Remembering Dr. Shirley Ritchie, an innovative educator

Published 12:00 am Monday, November 23, 2015

By Elizabeth Cook

elizabeth.cook@salisburypost.com

Dr. Bob Knott once called her “a gracious bulldog.”

Dr. Martha West and countless others called her friend.

The passing last week of Dr. Shirley Ritchie, 84, a longtime educator and advocate for children, prompted stories about an innovative woman who was ahead of her time.

The “gracious bulldog” description from Knott, then president of Catawba College, was inspired by Ritchie’s determined push to get Smart Start funds for early childhood programs in Rowan County.

When the state program was slow to come here, Ritchie led the effort to build the Partners in Learning Child Development and Family Resource Center on Catawba College property and to form the Rowan Partnership for Children to implement the Smart Start program here when the money finally came through.

At the center’s dedication in 1996, directors and staff surprised her with a plaque dedicating the building to Ritchie, “one who has renewed our determination to serve and advocate on behalf of young children and their families.”

But Ritchie’s commitment to early childhood education goes back further.

As a young social worker after graduating from Catawba in 1952, she visited neighborhoods and homes that others might have avoided.

“I could see then the poverty,” she recalled many years later, “and the effects it has on children when they don’t get a good start in life and no one’s there to help the families.”

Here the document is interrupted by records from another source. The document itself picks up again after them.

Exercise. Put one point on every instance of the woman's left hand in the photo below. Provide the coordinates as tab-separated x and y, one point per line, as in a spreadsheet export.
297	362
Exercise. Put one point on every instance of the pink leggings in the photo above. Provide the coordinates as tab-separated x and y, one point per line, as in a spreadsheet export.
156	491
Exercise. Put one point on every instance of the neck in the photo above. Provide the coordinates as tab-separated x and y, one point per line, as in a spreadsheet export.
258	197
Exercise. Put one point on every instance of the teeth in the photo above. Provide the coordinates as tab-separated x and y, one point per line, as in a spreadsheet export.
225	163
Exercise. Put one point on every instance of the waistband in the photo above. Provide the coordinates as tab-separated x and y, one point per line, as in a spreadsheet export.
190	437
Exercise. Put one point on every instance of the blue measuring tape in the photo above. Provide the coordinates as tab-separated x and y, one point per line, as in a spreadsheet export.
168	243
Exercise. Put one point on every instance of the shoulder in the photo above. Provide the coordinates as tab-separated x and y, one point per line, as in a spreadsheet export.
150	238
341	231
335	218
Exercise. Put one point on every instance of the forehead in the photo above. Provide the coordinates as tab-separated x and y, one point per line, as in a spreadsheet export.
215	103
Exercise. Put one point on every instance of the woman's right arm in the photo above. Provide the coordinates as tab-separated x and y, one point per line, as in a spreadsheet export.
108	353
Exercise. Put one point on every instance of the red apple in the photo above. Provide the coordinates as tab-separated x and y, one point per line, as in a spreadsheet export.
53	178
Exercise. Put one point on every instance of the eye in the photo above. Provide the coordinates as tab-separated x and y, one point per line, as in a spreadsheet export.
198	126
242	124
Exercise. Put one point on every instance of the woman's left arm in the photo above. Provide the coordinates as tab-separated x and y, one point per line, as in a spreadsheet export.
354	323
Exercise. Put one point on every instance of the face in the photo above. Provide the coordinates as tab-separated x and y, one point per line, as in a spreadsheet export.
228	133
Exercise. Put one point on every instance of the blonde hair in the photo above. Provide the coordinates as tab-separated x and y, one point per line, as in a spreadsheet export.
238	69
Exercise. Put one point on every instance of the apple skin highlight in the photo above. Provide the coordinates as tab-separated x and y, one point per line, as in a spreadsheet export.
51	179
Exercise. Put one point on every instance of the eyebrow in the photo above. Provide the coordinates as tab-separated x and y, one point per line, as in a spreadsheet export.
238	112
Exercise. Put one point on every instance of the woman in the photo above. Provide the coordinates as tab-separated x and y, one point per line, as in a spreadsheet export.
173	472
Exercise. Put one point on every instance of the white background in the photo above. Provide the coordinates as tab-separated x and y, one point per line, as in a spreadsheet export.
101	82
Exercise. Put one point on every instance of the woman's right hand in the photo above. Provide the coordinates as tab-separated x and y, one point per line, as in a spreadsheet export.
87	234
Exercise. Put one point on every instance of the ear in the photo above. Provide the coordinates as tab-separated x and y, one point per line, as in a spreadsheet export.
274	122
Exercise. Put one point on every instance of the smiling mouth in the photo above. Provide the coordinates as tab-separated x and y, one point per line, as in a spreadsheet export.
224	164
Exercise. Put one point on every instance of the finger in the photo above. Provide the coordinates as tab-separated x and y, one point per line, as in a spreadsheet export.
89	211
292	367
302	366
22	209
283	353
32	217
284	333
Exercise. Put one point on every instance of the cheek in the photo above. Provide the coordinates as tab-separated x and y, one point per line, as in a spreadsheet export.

She was an elementary school counselor in Salisbury from 1965 to 1971, then worked as service coordinator of the Learning Center at Overton Elementary School.

She joined the faculty of UNC-Charlotte and taught in the College of Human Development and Learning from 1978 to 1981, when she returned to her alma mater.

West said she and Ritchie had known each other all their lives; their mothers were in college together. She knew Ritchie as a friend long before they became colleagues, but they shared an intense interest in education and served together in recent years on the Catawba College Board of Trustees.

“She was just a delightful person to be with,” West said. “She was fun — but always very creative and innovative.”

Phil Barton, chairman of the Smart Start of Rowan board, said Ritchie was the leading force in bringing the state program to the community. “She understood the significance of a really good early childhood education and good health and good nutrition and also strong family support,” Barton said.

A member of the Peeler and Ritchie families that own Cheerwine, she was blessed with opportunities and understood it was important to help others, he said. “It’s the kind of people they are.”

Barton said when he and Ritchie first got involved in Smart Start, Rowan may not have had a single five-star center. Now the majority of the 40-some early child education centers here are four- and five-star centers, he said, thanks to Smart Start and people like Ritchie.

Ritchie received the first Champion for Young Children Award given by Smart Start of Rowan, which afterwards was appropriately named for her, Barton said. “Between her and Martha West, those two have done more to promote early childhood education than anyone else,” he said.

Ritchie’s interest in education was total, he said. “She was just a real force in this community.”

West said the Learning Center which Ritchie led at Overton was modeled on British Infant Schools. A group of local educators visited England to see the concept first hand, including West, then the head of the teacher education program at Catawba College.

When West left Catawba to work for the school system, Ritchie joined the faculty as assistant professor of education

“Her interest in education was total,” West said. From advocating for early childhood education to training future teachers, Ritchie was interested in it all, and was “completely devoted to Catawba.”

Ritchie was talking about leaving no child behind back in the 1960s, well before the federal No Child Left Behind program came into being, fellow educators said.

Ritchie’s comments at the time sounded much like comments at the Rowan-Salisbury School System’s Literacy Summit  last week. “I more and more realized that children who come to school without the background they need are much less likely to succeed,” Ritchie said more than a decade ago.

West said she and Ritchie were part of a group of educators who went out to dinner together every other month; their last outing was in late September to Pinocchio’s in Spencer. “She hardly ever missed,” West said.

And Ritchie could be counted on to bring Cheerwine when she, West and two other friends got together each year for the first weekend of March Madness.

Ritchie was excited about attending the wedding of the first of her grandchildren to get married, Joy Ritchie, scheduled for next April, and the upcoming 100th anniversary of Cheerwine, West said.

“She was just very interested in her family and Catawba and Salisbury and everything around her,” West said. “She will be missed.”

Ritchie’s funeral is scheduled 2 p.m. today at St. John’s Lutheran Church.